Morgenstern ist optimistisch und rechnet „zeitnah“ mit einer Entscheidung. Aber wenn alle Stricke reißen, gibt es auch einen Plan B: Kulturstadträtin Sabine Weißler (Grüne) weist darauf hin, dass die Fraktionen in der BVV Vorsorge getroffen haben. Auf der Sitzung im März ersuchten sie das Bezirksamt, „sich dafür einzusetzen, dass nach der erfolgten Flächenneuzuweisung am Rathaus Wedding eine Platzbenennung nach Elise und Otto Hampel auf den dem Bezirksamt Mitte zugeordneten Flächen vorgenommen wird.“
Hintergrund ist eine Art Flurbereinigung rund um das Rathaus.
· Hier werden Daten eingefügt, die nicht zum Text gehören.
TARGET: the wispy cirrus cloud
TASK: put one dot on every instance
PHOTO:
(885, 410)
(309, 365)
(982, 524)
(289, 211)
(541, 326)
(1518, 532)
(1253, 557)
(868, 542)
Während der Vorplatz an der Müllerstraße ins Eigentum der BIM übergeht, erhält das Bezirksamt die Flächen auf der Rückseite. Dort ist im Zuge der Neugestaltung geplant, einen Grünzug zu schaffen, der das Gebiet rund um die Beuth Hochschule für Technik parallel zur stark befahrenen Luxemburger Straße erschließt. Dieser Platz, so Weißler, könne dann nach den Hampels benannt werden.
Wie gesagt: So weit wird es wohl gar nicht kommen. Das bessere Argument scheint sich durchgesetzt zu haben, auch wenn es nur eine „kleine Lösung“ ist. Vielleicht konnte sich die BIM auch einfach nicht dem politischen Konsens entziehen: Immerhin gehört sie zu 100 Prozent dem Land Berlin.